MARS-A also draws heavily from the work on positive youth development by Kenneth Ginsburg—in particular, the sections on stress and coping (chapter 1) and perfectionism (chapter 11). MARS-A also draws from the work on interpersonal neurobiology by Daniel Siegel—in particular, the sections on the neurobiology of stress (chapter 1) and building connectedness (chapter 12).
I also owe a profound debt of gratitude to the many mentors, teachers, and colleagues who have supported me in this work, including but not limited to Kenneth Ginsburg, Colette (Coco) Auerswald, Jon Kabat-Zinn, Richard Kreipe, Ronald Epstein, Kim Schonert-Reichl, Adrianne Ross, Jeanie Seward-Magee, Thay Phap Hai, Sister Chan Khong, Curren Warf, Sabrina Gill, Amy Saltzman, Gina Biegel, Mark Bertin, Christopher Willard, Sheila Marshall, Andrea Johnson, Jane Garland, Deborah Christie, Margaret Callahan, Brian Callahan, Zindel Segal, Sarah Bowen, Steve Hickman, Catherine Phillips, Chris McKenna, Sam Himelstein, Larissa Duncan, Kevin Barrows, Mark Unno, Shimi Kang, and Nimi Singh. Thank you also to British Columbia Children’s Hospital and to the Kelty Mental Health Resource Centre for supporting our mindfulness programs with teens. I thank those who have given so generously of their time and talents to review versions of the manuscript and make it better, including Mark Bertin, Jeanie Seward-Magee, Ly Hoang, Ly Nguyen, the publications team at Plum Village, and my editors—Tesilya Hanauer, Jess Beebe, and Will DeRooy.

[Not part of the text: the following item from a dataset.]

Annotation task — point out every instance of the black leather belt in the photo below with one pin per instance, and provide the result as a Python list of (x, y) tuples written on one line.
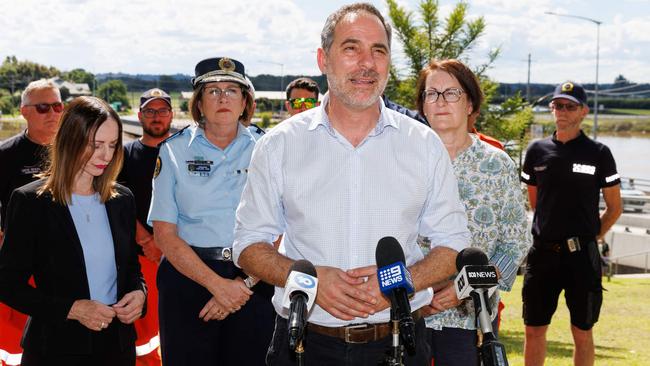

To my loving partner in mindfulness and in life, Ly Hoang, thank you for your generous support and patience during the birthing of this book. To my mother, Ngoc Do, my deceased father, Han Vo (who was my first mindfulness teacher), and my sister, Ylan—thank you for your inspiration and guidance. I hope that my work in mindfulness can continue what you’ve shown me.
Most importantly, my heartfelt thanks to the teens who have shared their wisdom with me. May their wisdom and resilience inspire you, too.